The deal stands out even amid other large funding rounds in life sciences. When EQRx launched last January with $200 million, its mission, unlike many biotechs, did not encompass a particular disease area. Instead, its focus has been more of a financial one: EQRx wants to dramatically lower the price of certain drugs, in part by developing and distributing them in more efficient ways.
Now, with about $750 million in tow, the startup is providing more information about its approach, as well as what kinds of drugs it has been working on. The company said on Monday that it has four drugs in late-stage trials that could treat cancers including lung and breast cancer, and it is also working on medicines for inflammatory conditions.
The startup is run by its founder, Alexis Borisy, a well-known former partner of Boston venture capital firm Third Rock Ventures.
“There is an urgent need for change in the industry’s approach to drug pricing, and although challenging, changing the model is not only possible, it is critical,” said Borisy, chairman and chief executive of EQRx, in a press release.
It’s still unclear how exactly EQRx will make drugs at a “fraction of the cost of today’s leading therapies,” but Monday’s announcement provided a bit more clarity.

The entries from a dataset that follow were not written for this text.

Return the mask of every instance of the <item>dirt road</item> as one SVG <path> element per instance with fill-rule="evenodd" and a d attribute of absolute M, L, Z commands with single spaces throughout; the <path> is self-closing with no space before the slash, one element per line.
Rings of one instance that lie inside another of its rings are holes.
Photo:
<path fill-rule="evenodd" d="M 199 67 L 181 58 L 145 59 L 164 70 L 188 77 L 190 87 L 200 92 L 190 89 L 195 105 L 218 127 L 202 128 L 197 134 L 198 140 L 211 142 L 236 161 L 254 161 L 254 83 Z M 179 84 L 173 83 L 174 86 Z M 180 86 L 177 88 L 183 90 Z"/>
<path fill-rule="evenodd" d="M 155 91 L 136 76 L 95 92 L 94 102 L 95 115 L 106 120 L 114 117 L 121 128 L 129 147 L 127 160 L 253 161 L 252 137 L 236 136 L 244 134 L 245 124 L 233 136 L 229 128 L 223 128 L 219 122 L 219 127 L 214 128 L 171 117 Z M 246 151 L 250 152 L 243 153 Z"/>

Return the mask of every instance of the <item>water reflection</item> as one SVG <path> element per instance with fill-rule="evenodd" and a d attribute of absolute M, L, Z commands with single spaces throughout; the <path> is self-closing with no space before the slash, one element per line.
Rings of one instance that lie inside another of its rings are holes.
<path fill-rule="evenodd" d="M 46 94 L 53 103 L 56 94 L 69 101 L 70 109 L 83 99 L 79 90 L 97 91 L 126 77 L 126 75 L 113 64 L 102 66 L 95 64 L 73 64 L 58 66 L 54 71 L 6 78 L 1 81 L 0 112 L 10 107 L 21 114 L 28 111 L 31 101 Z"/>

EQRx said it will develop medicines for known disease targets, to decrease the cost of development and increase its chances of winning regulatory approval. It will also partner with health systems and insurers directly to focus on patient access. EQRx said it has already “entered several strategic collaborations with national and regional health plans and large integrated delivery networks and health systems.”
Melanie Nallicheri, cofounder, president, and chief operating officer of EQRx, called the company “the ultimate convener, bringing healthcare stakeholders together in meaningful strategic partnerships to modernize traditional drug manufacturer-to-patient access models globally.”
The startup said its recent funding comes from its existing investors, life science specialists, mutual funds, private equity funds, sovereign wealth and family offices, and health systems and insurers. Its venture capital investors include Arch Venture Partners, Andreessen Horowitz, and GV.
Borisy told STAT News the company employs more than 100 people, and expects to double that in 2021.